Becoming is refined and forthright, gracefully written and at times laugh-out-loud funny, with a humbler tone and less name-dropping than might be expected of one who is on chatting terms with the queen of England. One of Obama’s strengths is her ability to look back not from the high perch of celebrity or with the inevitability of hindsight but with the anxieties of the uncertain ... Even though we all know that she and Barack Obama end up getting married and having two kids, that he wins the 2008 Iowa caucuses and that they make it to the White House, she never takes any of it for granted. On the contrary, her tone is one of wonderment as to how this all happened. This gives the book’s first half, in particular, covering the part of her life we know least about, an unexpected suspense ... One of the great gifts of Obama’s book is her loving and frank bearing-witness to the lived experiences of the black working class, the invisible people who don’t make the evening news and whom not enough of us choose to see.

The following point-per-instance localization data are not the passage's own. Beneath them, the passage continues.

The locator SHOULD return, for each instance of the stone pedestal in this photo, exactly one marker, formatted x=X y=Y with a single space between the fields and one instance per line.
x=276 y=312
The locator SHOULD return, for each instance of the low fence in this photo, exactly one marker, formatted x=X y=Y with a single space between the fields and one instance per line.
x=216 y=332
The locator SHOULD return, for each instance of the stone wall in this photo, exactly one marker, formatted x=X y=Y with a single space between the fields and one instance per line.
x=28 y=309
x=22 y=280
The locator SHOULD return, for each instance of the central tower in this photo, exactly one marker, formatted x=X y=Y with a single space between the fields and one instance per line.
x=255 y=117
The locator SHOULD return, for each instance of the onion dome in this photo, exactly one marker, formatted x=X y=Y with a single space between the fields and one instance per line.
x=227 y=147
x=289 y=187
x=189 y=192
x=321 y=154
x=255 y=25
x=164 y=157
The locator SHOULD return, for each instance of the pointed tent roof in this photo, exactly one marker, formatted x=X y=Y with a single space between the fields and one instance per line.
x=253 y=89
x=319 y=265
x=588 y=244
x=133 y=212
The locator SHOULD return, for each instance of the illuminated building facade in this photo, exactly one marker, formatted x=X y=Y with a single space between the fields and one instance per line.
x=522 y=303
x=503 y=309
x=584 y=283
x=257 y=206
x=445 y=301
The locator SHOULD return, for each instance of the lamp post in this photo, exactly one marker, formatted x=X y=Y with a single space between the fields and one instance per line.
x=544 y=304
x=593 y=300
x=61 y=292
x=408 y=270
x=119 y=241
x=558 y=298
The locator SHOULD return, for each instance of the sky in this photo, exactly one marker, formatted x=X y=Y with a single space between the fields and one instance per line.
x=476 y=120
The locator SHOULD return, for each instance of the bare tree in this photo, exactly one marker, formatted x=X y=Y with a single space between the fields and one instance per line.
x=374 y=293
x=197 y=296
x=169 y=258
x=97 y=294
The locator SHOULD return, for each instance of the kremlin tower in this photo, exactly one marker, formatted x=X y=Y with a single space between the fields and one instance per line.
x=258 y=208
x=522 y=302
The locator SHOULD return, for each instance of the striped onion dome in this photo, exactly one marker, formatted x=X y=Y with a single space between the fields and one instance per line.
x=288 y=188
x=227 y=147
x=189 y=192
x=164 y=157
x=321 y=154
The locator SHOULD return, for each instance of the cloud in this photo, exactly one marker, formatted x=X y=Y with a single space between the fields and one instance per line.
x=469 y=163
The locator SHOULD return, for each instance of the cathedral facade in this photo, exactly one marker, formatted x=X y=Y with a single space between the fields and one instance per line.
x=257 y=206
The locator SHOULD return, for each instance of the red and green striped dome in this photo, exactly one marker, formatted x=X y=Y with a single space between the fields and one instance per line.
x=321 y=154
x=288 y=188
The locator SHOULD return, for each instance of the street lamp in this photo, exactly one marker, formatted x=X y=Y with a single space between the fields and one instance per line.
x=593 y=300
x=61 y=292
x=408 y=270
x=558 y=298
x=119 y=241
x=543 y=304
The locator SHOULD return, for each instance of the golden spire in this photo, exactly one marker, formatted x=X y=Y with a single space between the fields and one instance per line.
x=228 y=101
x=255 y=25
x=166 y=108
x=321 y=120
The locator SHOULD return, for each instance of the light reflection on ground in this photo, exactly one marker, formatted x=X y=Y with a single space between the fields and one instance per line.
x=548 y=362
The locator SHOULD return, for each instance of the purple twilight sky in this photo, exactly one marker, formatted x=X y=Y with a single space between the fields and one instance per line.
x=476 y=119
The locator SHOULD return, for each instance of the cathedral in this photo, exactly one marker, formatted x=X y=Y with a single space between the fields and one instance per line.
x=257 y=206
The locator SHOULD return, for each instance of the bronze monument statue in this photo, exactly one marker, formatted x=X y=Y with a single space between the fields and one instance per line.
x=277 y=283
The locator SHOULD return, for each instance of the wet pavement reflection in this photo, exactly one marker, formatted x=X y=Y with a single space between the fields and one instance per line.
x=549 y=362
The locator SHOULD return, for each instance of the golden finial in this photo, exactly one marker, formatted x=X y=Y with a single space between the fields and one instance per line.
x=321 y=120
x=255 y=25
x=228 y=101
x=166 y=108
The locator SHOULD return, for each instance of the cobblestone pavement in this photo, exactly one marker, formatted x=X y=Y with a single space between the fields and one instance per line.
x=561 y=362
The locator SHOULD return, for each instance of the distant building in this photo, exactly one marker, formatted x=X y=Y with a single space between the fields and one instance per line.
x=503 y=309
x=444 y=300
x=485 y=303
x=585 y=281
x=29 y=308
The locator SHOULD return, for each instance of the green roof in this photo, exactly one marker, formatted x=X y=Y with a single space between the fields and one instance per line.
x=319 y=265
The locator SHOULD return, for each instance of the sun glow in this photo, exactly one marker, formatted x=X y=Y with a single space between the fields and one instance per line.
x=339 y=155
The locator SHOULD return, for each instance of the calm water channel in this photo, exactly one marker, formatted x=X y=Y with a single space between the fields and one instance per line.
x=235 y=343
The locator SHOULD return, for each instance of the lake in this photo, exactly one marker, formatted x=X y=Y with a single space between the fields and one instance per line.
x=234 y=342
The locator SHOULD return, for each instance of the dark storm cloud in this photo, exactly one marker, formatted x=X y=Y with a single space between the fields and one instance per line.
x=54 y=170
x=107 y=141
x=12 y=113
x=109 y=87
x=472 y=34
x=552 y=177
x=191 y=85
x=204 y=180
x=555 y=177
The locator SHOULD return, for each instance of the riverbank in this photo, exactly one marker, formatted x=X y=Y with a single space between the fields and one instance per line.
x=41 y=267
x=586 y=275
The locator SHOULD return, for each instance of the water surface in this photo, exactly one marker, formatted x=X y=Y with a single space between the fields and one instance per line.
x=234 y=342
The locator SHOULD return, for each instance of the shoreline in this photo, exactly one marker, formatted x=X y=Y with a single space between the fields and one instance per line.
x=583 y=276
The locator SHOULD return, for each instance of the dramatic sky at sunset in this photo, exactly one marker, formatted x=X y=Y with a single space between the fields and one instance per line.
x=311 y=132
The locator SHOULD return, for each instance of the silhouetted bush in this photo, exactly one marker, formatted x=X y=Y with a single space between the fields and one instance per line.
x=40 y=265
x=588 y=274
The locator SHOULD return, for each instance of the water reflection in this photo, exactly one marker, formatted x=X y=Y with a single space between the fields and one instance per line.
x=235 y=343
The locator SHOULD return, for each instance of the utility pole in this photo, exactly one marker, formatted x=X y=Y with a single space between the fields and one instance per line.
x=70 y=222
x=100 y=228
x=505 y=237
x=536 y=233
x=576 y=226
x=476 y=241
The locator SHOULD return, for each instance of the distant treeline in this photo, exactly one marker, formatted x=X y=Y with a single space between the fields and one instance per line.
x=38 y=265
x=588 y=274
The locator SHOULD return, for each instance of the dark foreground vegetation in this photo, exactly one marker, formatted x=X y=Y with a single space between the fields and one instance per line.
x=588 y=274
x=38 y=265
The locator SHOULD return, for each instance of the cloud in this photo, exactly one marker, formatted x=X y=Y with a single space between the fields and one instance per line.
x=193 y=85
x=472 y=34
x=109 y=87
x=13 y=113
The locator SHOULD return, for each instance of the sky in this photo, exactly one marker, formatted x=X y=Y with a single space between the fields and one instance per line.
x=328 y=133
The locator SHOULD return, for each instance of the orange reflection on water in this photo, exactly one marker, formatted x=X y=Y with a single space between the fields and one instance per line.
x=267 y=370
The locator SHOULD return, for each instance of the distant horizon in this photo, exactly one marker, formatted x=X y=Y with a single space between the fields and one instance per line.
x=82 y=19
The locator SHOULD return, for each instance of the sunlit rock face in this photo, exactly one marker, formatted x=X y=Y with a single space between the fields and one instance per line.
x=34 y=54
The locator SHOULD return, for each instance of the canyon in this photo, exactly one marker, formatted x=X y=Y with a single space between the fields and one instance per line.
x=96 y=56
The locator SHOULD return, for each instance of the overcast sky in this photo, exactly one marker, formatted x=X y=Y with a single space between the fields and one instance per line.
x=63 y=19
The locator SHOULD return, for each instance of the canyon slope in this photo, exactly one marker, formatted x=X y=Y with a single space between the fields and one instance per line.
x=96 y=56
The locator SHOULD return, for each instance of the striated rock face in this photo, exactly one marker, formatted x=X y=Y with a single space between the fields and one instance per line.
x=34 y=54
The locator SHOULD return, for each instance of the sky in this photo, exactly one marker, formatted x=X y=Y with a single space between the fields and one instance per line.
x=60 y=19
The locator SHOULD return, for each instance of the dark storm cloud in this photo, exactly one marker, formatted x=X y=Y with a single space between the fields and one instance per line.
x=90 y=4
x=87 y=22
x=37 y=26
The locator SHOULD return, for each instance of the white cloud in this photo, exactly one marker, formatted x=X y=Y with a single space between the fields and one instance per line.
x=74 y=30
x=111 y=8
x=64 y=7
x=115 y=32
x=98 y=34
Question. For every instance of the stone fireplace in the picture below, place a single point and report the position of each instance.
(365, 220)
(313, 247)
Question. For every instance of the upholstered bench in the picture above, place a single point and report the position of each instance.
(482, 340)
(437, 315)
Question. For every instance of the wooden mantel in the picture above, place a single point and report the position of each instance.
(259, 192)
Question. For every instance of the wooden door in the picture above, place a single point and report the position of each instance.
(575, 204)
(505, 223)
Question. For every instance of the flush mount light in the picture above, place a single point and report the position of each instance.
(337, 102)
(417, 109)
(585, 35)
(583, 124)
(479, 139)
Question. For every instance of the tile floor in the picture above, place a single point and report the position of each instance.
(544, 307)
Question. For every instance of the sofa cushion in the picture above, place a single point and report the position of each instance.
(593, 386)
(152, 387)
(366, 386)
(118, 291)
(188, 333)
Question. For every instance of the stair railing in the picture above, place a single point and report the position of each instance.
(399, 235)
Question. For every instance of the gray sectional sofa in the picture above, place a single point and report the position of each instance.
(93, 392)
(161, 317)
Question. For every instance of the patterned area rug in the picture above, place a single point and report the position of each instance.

Obama emphasizes how important role models are, especially for young women of color in a culture that isn’t changing fast enough. But this book isn’t all unicorns and rainbows. By the end of it, she ultimately champions endurance and incremental change; she will probably be lauded and lambasted accordingly ... it’s the moments when Obama tries to make sense of what she’s seeing now, in the country, that are among the most moving—if only because she’s so clearly struggling to reconcile the cleareyed realism of her upbringing, brought about by necessity, with the glamorous, previously unthinkable life she has today ... For all the attempts by conservatives a decade ago to paint her as a radical, Obama seems to be a measured, methodical centrist at heart. But hers isn’t a wan faith in expanding the pie and crossing the aisle. Her pragmatism is tougher than that, even if it will come across as especially frustrating to those who believe that centrism and civility are no longer enough. As she writes in Becoming, she long ago learned to recognize the 'universal challenge of squaring who you are with where you come from and where you want to go.'
The first-lady memoir is a rite of passage, but Obama's is different by virtue of her very identity. Becoming takes her historic status as the first black woman to serve as first lady and melds it deftly into the American narrative ... her memoir is not a Washington read full of gossip and political score-settling—though she does lay bare her deep, quaking disdain for Trump, who she believes put her family's safety at risk with his vehement promotion of the false birther conspiracy theory ... Inevitably, her memoir will be compared to those of other first ladies. Her focus on owning one’s own unique story sets her book apart, but it is similar to Laura Bush's in one respect. Both women most deeply excavate the part of their life before the presidency enters.